Le porc blanc a jeté son dévolu sur ma personne. Deux marins veulent se saisir de moi. Je refuse et m’accroche à la poutre où je m’adosse. Le barbu gronde et m’attrape par le poignet. Je le mords au bras de toutes mes forces. Il me lâche et vocifère comme un pourceau. Il est furieux, il cogne pour faire mal. Son coup de poing m'éclate la lèvre et me rejette en arrière. Je le dévisage en essuyant d'un revers de la main le sang de ma bouche avant de lui cracher au visage. Il empoigne son fouet. Le premier coup me cingle les cuisses. Le deuxième m’ensanglante l'épaule. Je réussis à agripper la lanière. Je tire dessus jusqu'à m'accrocher au manche. Mon pied vise l’entrejambe mais je suis trop lente, trop fatiguée pour espérer le surprendre. Il bloque ma jambe et me frappe à la poitrine. Mon visage heurte la poutre. Je ne sens même pas le choc. Il faut que j'arrive à me remettre sur mes pieds. Une nouvelle pluie de coups de fouet s’abat sur moi. Je me recroqueville en boule sous l’averse. Ma peau me brûle à maints endroits. Il finit par s’arrêter. Les deux autres me soulèvent et m’emportent hors du parc. Je suis jetée comme un sac sur une table. Le barbu referme le loquet derrière lui.
— Essaye de gueuler et j’t’envoie au trépas…
Il parle bien que je ne comprenne pas sa langue. Il essaye d’écarter mes jambes. Je refuse une nouvelle fois. Il me tord le bras et quelque chose craque dans mon articulation. L'onde de souffrance est si aiguë qu’elle me monte au cœur et j’ai envie de vomir. Des points noirs se mettent à danser devant mes yeux. Il ne faut surtout pas que je m’évanouisse sinon il me tuerait. Je prends appui sur mon bras valide pour parvenir tant bien que mal à m’agenouiller. Je cherche encore un moyen de le surprendre, mais mon épaule me fait trop souffrir et j’ai autant de mal à respirer qu’un poisson jeté sur la rive qui cherche de l’air. Le porc passe sa main sous mon ventre pour me relever le bassin. Je me cambre malgré moi et il commence à me mettre des claques violentes sur le derrière. Je n'ai aucune réaction. Chacune de ces frappes est autant de coups portés à mon amour-propre mais il est hors de question de lui offrir la satisfaction de m’entendre gémir. Il force l'entrée de mon intimité et je ferme les yeux sous la douleur. Et cette fois-ci, je me mets à pleurer à chaudes larmes. Je ne peux les retenir. Pas parce que j'ai peur, pas parce que j'ai mal. Parce que j'ai failli.



† † †


Journal de bord, le dix-septième d’octobre de l'an 1768

Le soleil est enfin revenu.
Je finis de m’habiller en jetant un regard par la fenêtre de ma cabine. Le bleu intense du ciel dessine une immense frontière avec le gris pâle des flots.
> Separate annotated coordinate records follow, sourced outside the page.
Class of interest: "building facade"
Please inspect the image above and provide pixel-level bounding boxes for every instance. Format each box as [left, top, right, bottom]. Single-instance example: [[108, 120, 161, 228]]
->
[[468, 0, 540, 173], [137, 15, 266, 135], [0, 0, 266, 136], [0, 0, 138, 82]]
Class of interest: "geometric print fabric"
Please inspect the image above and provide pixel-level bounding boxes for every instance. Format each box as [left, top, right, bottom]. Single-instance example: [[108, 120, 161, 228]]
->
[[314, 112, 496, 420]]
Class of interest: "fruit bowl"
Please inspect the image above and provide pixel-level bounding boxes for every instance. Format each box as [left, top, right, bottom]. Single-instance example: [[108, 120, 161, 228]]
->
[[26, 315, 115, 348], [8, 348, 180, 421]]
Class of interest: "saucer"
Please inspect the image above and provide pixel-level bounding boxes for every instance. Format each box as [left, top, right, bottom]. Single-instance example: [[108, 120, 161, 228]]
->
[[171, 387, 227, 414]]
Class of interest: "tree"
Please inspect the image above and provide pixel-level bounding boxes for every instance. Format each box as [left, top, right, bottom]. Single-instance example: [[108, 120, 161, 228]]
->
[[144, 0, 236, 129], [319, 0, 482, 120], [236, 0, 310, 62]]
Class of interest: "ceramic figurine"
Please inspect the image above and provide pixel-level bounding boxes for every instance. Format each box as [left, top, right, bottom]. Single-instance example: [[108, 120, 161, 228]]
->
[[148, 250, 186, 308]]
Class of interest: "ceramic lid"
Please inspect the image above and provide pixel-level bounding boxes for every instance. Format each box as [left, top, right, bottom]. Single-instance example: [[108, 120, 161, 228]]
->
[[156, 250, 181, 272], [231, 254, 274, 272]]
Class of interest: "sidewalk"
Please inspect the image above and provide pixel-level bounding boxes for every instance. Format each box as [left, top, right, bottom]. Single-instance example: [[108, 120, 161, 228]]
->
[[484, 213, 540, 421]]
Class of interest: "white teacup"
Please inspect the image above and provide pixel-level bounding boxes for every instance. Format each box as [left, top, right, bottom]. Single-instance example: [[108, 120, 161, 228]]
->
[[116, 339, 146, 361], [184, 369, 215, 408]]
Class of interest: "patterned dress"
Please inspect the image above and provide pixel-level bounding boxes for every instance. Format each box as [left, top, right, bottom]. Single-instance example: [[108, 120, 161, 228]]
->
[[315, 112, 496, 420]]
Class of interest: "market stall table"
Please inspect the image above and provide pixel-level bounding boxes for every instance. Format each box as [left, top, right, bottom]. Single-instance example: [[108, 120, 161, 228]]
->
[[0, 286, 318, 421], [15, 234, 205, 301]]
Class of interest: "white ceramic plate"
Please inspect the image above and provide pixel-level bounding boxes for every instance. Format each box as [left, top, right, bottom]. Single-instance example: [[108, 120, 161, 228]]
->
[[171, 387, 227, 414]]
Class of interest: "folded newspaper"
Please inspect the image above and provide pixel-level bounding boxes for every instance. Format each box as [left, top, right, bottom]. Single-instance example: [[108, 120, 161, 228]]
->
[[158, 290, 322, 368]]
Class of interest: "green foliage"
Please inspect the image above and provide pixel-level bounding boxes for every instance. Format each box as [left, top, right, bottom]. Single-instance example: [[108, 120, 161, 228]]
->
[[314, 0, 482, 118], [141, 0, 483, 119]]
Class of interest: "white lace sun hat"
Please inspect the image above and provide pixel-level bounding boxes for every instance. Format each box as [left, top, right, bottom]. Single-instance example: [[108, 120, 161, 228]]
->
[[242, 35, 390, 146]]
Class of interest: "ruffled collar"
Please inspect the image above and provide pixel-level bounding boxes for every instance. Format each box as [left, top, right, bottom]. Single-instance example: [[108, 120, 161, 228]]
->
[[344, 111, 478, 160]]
La mer soulève ses vagues impérieuses en rouleaux écumeux et je me sens comme écrasée par la majesté de son ample mouvement. La Marie-Céleste lavée par les pluies incessantes de ces jours derniers, semble recouverte d’un voile opalin ce matin. L’air salin et douceâtre s’insinue par tous les pores de ma peau et m’incite à cesser mes rêveries. J’ai dormi jusque fort tard. J’ai beaucoup songé la nuit dernière pour chercher des éclaircissements à ce qui demeure obscur dans mon esprit. J’ai crainte que les sentiments que je pense élevés ne soient embellis par les situations et la proximité. Peut-être aussi que le chemin tracé pour moi est trop propre et sans surprise. Père dit que l’ambition tue souvent l’amour. Ma seule ambition est de sauver ma famille du désastre financier. Mon paysage intérieur s’est modifié comme une tapisserie qui s’effrange sous l’usure du temps, mais j’accomplirai mes devoirs et mes promesses, même si le visage d’Erwan emplit constamment mes pensées. Cette dépendance me met un peu en colère contre moi-même.


† † †


J’ai fini par oublier mon nom.
La force de mon esprit et de mes muscles ont dépéri. Je ne peux plus me servir de mon bras droit. Je saigne en dehors, je saigne en dedans. Je ne supporte plus les hurlements des femmes devenues folles et les gémissements de celles qui prient dans le vide. Je voudrais que tout s’arrête. Ne plus respirer, ne plus entendre, ne plus voir ce qu’il se passe autour de moi, chasser l’effroi de ces images qui me hantent, faire cesser cette vie que je n’ai pas choisie et qui n’est plus que supplices et douleurs. Je me croyais façonnée dans du bois brut, capable d’absorber tous les chocs. Le porc barbu m’a prouvé le contraire.
À quoi bon continuer ? Je suis morte. Deux fois morte. Au moment où ils m’ont arrachée à ma terre et avant-hier. Demain, ils nous remonteront au pont pour les soins et lavements. Je ne redescendrai pas ici. Je ne peux plus.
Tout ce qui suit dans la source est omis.